Under California’s Automatic Renewal Law (the “ARL”), it is unlawful for a business that enrolls consumers in subscription or membership plans that automatically renew to:

  1. Fail to present the automatic renewal offer terms or continuous service offer terms in a clear and conspicuous manner before the subscription or purchasing agreement is fulfilled and in visual proximity to the request for consent to the offer;
  2. Charge the consumer’s credit or debit card for an automatic renewal or continuous service without first obtaining the consumer’s affirmative consent to the agreement; or
  3. Fail to provide an acknowledgment that includes the automatic renewal offer terms or continuous service offer terms, cancellation policy, and information regarding how to cancel in a manner that is capable of being retained by the consumer.

In this case, the court concluded that the company provided adequate initial disclosures before charging and enrolling consumers, but that its “acknowledgement” email was inadequate. After consumers enrolled in a membership, they received a confirmation email from the company that disclosed how much they would be charged and advised the consumer that their “subscription will be automatically renewed at the end of [the] payment plan at the standard monthly rate.” The email also informed consumers that “instructions on how to cancel are located in the Help section of the [company’s] site.” It was this latter sentence that the court took issue with. Specifically, it noted that there was no hyperlink to the “Help” section of company’s website, and that the company provided no summary of, or clear means of accessing, the cancellation policy within the acknowledgement email. As of August 2021, the case is still ongoing.

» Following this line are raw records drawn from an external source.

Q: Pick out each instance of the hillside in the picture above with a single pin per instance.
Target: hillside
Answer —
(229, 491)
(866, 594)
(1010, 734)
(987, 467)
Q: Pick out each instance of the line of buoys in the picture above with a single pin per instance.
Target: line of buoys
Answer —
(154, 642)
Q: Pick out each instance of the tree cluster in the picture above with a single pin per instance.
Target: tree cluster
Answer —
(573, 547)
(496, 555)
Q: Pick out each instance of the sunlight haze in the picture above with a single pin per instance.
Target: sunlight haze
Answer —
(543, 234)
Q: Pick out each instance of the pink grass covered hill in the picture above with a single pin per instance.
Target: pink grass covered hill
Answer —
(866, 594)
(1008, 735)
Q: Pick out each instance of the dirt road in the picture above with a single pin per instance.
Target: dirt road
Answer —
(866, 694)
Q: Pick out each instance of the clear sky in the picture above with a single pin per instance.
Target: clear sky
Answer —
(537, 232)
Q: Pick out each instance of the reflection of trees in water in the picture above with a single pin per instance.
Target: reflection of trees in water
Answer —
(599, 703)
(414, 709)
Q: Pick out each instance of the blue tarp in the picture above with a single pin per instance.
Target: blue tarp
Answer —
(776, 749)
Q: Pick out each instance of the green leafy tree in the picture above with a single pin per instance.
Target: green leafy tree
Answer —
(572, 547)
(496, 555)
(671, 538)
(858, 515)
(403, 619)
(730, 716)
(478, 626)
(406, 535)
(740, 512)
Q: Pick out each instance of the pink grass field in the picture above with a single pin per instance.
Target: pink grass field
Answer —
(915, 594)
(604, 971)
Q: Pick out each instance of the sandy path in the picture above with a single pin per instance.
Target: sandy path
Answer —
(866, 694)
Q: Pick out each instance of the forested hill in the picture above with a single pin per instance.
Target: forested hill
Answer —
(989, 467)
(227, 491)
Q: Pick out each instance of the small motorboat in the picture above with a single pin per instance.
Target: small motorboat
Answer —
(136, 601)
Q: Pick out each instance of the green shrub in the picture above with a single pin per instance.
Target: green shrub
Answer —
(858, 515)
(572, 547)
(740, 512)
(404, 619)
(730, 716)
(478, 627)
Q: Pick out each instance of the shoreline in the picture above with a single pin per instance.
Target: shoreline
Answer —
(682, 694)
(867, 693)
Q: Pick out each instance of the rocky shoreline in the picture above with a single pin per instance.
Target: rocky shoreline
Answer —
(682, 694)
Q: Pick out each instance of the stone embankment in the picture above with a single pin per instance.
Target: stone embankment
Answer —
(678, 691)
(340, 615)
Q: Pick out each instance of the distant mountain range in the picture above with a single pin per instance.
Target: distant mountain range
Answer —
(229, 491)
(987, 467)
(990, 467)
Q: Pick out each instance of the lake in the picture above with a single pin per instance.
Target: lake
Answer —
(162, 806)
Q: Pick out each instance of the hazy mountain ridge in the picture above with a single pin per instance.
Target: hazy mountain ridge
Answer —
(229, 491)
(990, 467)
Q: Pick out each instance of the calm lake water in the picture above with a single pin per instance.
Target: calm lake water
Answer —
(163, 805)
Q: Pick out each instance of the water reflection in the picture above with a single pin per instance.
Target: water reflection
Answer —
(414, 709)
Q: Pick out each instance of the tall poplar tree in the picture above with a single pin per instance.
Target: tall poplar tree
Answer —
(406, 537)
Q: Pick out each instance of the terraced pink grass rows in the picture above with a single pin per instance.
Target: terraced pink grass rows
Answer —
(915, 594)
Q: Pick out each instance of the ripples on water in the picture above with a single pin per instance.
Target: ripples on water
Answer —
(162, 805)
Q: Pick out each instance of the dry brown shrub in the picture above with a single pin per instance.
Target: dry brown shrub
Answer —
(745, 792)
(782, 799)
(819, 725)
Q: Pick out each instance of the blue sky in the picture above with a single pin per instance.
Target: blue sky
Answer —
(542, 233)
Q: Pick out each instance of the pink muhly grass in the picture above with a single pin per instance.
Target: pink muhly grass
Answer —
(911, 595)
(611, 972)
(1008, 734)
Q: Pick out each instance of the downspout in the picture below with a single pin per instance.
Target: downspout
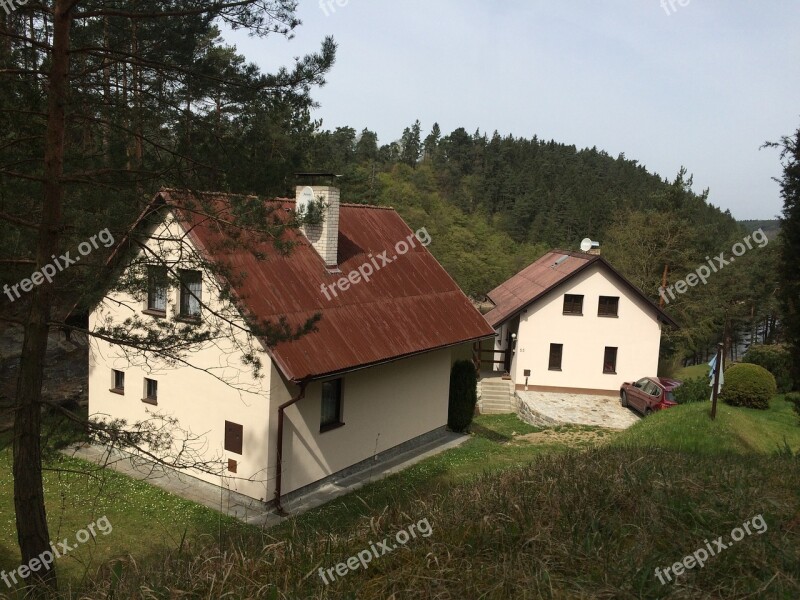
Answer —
(279, 453)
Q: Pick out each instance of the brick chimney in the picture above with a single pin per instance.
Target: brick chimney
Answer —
(323, 237)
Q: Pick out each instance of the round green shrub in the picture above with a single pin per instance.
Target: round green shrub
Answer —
(748, 385)
(794, 398)
(776, 359)
(463, 395)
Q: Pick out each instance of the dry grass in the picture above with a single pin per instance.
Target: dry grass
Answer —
(570, 525)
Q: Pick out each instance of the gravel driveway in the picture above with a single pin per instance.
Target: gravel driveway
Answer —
(553, 408)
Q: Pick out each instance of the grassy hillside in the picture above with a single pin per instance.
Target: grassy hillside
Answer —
(594, 521)
(687, 428)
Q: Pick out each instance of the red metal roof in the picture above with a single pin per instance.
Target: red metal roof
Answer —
(550, 271)
(410, 305)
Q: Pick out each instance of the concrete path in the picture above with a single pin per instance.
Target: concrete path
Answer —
(248, 509)
(550, 409)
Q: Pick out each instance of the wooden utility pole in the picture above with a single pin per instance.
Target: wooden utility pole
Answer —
(715, 392)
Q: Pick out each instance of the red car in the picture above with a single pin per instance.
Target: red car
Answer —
(649, 394)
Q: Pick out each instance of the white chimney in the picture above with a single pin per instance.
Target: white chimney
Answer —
(325, 236)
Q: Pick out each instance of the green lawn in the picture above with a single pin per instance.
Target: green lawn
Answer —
(560, 513)
(145, 519)
(688, 428)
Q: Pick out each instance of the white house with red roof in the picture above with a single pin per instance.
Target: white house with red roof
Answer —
(371, 379)
(570, 322)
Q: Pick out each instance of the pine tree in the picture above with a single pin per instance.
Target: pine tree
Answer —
(790, 245)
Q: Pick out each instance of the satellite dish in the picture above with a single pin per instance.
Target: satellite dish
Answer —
(305, 198)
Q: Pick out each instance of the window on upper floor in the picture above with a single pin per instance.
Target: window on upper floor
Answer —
(117, 381)
(191, 294)
(150, 391)
(608, 306)
(157, 285)
(554, 362)
(331, 405)
(234, 437)
(610, 360)
(573, 304)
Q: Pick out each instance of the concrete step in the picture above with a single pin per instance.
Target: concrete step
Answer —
(498, 404)
(496, 411)
(490, 385)
(496, 395)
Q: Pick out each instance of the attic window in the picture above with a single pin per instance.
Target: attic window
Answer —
(331, 405)
(157, 289)
(191, 294)
(608, 306)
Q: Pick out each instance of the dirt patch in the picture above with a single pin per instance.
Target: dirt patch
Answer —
(572, 438)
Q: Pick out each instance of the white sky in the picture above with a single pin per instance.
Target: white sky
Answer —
(703, 86)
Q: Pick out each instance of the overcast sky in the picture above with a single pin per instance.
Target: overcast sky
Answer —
(702, 85)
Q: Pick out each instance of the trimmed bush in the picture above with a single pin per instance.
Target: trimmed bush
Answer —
(463, 395)
(794, 398)
(748, 385)
(776, 359)
(696, 389)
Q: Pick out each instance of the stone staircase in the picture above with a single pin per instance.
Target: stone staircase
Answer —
(496, 396)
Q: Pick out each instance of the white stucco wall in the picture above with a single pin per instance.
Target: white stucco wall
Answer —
(635, 332)
(381, 407)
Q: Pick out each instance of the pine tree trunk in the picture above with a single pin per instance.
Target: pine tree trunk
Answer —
(32, 531)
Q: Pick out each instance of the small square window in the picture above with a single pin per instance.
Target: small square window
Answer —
(117, 381)
(150, 391)
(556, 351)
(157, 284)
(610, 361)
(573, 304)
(331, 405)
(608, 306)
(234, 434)
(191, 294)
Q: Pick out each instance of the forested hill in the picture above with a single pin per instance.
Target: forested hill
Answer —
(494, 204)
(536, 191)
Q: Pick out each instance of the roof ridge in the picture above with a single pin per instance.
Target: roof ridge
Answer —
(268, 199)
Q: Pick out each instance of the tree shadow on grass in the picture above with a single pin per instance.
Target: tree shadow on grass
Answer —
(489, 434)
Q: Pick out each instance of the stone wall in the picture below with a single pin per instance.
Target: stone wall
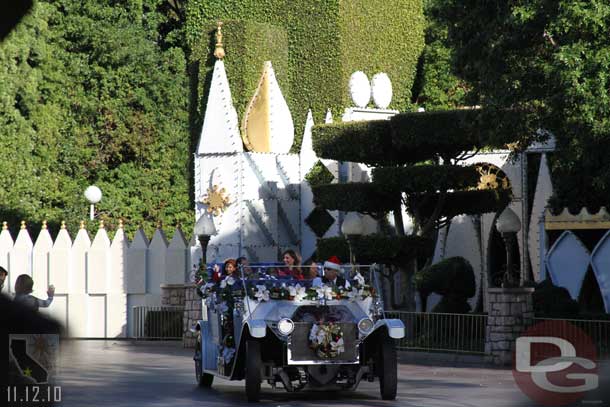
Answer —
(192, 313)
(510, 313)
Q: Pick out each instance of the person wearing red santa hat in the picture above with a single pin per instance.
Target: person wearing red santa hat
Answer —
(331, 277)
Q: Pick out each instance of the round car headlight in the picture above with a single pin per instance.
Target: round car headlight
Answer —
(285, 326)
(365, 326)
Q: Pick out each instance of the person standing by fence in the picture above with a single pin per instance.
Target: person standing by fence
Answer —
(3, 274)
(23, 293)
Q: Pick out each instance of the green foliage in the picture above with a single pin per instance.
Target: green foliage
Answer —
(319, 220)
(472, 202)
(327, 41)
(436, 86)
(409, 138)
(426, 178)
(549, 59)
(453, 278)
(552, 301)
(247, 46)
(88, 97)
(362, 197)
(319, 175)
(376, 248)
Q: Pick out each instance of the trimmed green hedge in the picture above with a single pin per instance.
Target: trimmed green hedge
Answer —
(426, 178)
(376, 248)
(453, 278)
(362, 197)
(247, 45)
(327, 42)
(472, 202)
(409, 138)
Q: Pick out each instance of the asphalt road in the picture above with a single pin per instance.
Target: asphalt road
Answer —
(120, 373)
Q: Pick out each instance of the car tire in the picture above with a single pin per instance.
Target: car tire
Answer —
(388, 379)
(253, 371)
(203, 379)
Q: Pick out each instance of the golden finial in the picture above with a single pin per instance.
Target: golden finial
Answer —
(219, 51)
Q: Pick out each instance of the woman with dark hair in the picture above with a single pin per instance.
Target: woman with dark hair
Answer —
(229, 268)
(292, 263)
(24, 285)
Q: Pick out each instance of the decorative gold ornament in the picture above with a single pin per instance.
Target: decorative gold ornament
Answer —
(216, 200)
(492, 177)
(256, 126)
(219, 51)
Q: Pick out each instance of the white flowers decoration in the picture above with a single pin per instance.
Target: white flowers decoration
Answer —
(262, 293)
(297, 292)
(324, 292)
(227, 281)
(326, 340)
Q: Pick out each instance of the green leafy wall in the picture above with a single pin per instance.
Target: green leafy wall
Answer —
(327, 41)
(89, 95)
(247, 46)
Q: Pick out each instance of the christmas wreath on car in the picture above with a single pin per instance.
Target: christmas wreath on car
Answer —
(326, 340)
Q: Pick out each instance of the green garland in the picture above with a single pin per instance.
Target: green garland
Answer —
(326, 42)
(410, 138)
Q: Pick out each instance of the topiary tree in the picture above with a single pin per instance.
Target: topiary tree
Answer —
(417, 162)
(453, 278)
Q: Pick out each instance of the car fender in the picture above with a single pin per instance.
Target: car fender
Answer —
(257, 328)
(395, 327)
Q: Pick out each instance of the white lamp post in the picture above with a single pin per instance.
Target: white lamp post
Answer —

Renewal programs that automatically charge consumers on a recurring basis, including streaming services, monthly delivery services, and club memberships, are strictly regulated at both the state and federal levels. And the number of states with strict automatic renewal laws is growing: Colorado recently adopted a law that requires companies to send a written confirmation email with specific cancellation instructions and that (subject to some exceptions) requires companies to notify consumers at least 25 days, but not more than 40 days, before each automatic renewal. Failure to strictly adhere to those requirements can lead to regulatory enforcement and class action litigation.